Obviously a whole sphere of radius $\frac{1}{2}$ can be inscribed in the cube, but could a hemisphere of larger radius fit in there somehow?
On
Extending my comment on Win Vineeth's answer:
Imagine a flat circular disk $D$ of radius $1$ centered on the line $t\mapsto(t,t,t)$, and lying in a plane orthogonal to this line, such that it just touches the coordinate planes in three points forming an equilateral triangle.

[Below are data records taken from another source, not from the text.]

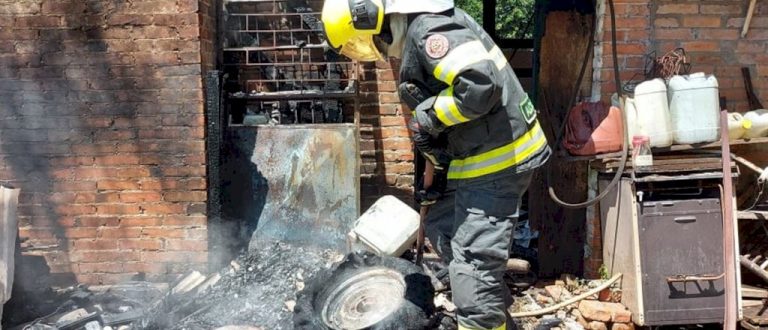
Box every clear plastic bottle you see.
[632,135,653,171]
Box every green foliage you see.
[597,264,611,280]
[455,0,534,39]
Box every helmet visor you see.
[341,34,383,62]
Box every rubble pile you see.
[10,243,343,330]
[141,242,343,329]
[14,282,163,330]
[510,275,634,330]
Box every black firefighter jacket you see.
[400,7,551,180]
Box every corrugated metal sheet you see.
[0,187,20,320]
[223,124,360,250]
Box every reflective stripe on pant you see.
[426,171,532,329]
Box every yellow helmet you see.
[320,0,384,62]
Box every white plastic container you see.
[348,195,420,257]
[621,97,640,149]
[667,72,720,144]
[634,78,672,147]
[744,109,768,139]
[728,112,752,140]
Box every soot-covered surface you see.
[144,243,343,329]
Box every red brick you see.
[51,181,96,192]
[699,4,746,16]
[75,251,141,262]
[54,204,96,215]
[64,228,96,238]
[141,203,186,215]
[654,29,693,40]
[96,192,120,203]
[113,167,150,178]
[683,15,722,27]
[381,139,413,150]
[96,204,140,215]
[163,216,208,226]
[77,215,119,227]
[698,29,741,40]
[99,227,141,238]
[162,166,206,177]
[184,228,208,240]
[72,239,117,250]
[165,239,208,251]
[653,17,680,27]
[14,16,62,28]
[118,239,163,251]
[142,227,187,238]
[683,41,720,52]
[656,3,699,14]
[96,180,140,190]
[616,44,646,54]
[142,251,201,262]
[77,262,123,273]
[119,216,163,227]
[163,191,207,202]
[120,192,162,203]
[736,41,766,53]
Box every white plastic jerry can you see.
[744,109,768,139]
[667,72,720,144]
[634,78,672,147]
[348,195,421,257]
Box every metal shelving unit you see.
[222,0,360,126]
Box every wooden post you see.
[528,9,594,277]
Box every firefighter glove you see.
[416,169,448,206]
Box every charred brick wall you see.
[0,0,213,283]
[585,0,768,277]
[596,0,768,112]
[360,60,414,210]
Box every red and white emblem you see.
[426,34,451,58]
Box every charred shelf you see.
[228,91,357,101]
[738,211,768,221]
[222,44,325,52]
[557,137,768,162]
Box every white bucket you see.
[621,97,640,149]
[744,109,768,139]
[667,72,720,144]
[349,195,421,257]
[630,78,672,147]
[728,112,752,140]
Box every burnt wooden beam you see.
[528,7,594,277]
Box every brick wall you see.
[596,0,768,112]
[0,0,212,283]
[585,0,768,276]
[360,60,414,210]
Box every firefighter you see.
[321,0,551,330]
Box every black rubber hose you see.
[547,0,629,209]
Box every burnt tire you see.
[293,252,435,330]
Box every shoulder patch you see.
[426,33,451,59]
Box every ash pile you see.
[14,242,343,330]
[509,275,635,330]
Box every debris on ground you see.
[10,243,343,330]
[141,242,343,329]
[509,275,634,330]
[9,281,163,330]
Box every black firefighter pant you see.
[426,171,532,330]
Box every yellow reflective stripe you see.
[434,86,469,126]
[432,40,491,85]
[459,322,507,330]
[448,122,547,179]
[490,46,507,71]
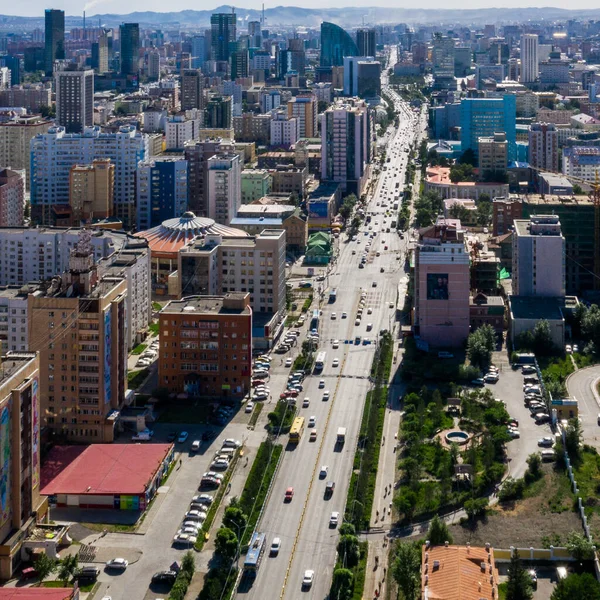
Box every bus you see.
[244,531,267,576]
[290,417,304,444]
[315,352,327,372]
[310,308,321,331]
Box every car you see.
[302,569,315,589]
[192,494,214,506]
[221,438,242,448]
[173,533,198,546]
[152,571,177,585]
[106,558,129,571]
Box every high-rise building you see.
[30,125,150,229]
[0,352,48,581]
[320,21,360,67]
[208,154,242,225]
[119,23,140,77]
[137,156,188,231]
[521,33,539,83]
[210,12,237,61]
[356,29,377,56]
[529,123,559,173]
[29,230,127,443]
[0,169,25,227]
[69,158,115,227]
[181,69,204,110]
[54,69,94,133]
[158,292,252,399]
[44,8,65,77]
[321,99,373,195]
[460,94,517,162]
[512,215,566,297]
[288,94,319,138]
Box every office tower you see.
[0,113,52,191]
[204,96,233,129]
[29,230,127,443]
[356,29,377,56]
[460,94,517,162]
[69,158,115,227]
[119,23,140,77]
[44,8,65,77]
[512,215,566,297]
[181,69,205,110]
[0,169,25,227]
[191,35,206,69]
[0,352,48,581]
[54,69,94,133]
[288,94,319,138]
[137,156,188,231]
[529,123,558,173]
[521,33,539,83]
[158,292,252,399]
[30,125,150,229]
[208,154,242,225]
[320,21,359,67]
[321,100,372,195]
[210,12,237,61]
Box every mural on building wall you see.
[31,377,40,489]
[427,273,449,300]
[0,405,10,528]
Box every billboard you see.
[104,306,112,404]
[427,273,448,300]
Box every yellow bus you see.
[290,417,304,444]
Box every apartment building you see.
[29,230,127,443]
[158,293,252,399]
[30,125,150,229]
[0,352,48,581]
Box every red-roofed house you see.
[41,444,173,510]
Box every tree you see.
[34,552,57,581]
[506,550,532,600]
[329,569,354,600]
[338,535,360,568]
[215,527,239,562]
[392,542,421,600]
[467,324,496,368]
[58,554,78,583]
[567,531,594,561]
[550,573,600,600]
[427,515,452,546]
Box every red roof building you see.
[41,444,173,510]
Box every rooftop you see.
[41,444,172,496]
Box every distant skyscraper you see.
[44,8,65,77]
[120,23,140,77]
[210,13,237,61]
[320,21,359,67]
[356,29,377,56]
[521,33,539,83]
[54,69,94,133]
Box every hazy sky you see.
[11,0,598,16]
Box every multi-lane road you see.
[237,85,423,600]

Doing a little coordinate geometry one computes $$M=\sqrt{2\over3}(1,1,1)\ ,$$ and the $(x,y)$-plane is touched at $\bigl(\sqrt{3\over2},\sqrt{3\over2},0\bigr)$. Erect a hemiball of radius $1$ on the "far side" of $D$. This hemiball will then fit into the cube $$\left[0,\sqrt{2\over3}+1\right]^3\ .$$ If the cube is required to have side length $1$ the admissible radius $\rho$ of the hemiball is therefore given by $$\rho={1\over \sqrt{2/3}+1}=3-\sqrt{6}\doteq0.5505\ .$$
Maximum radius without any doubt is $\frac 12m$
Imagine the hemisphere with the base on a side of the cube.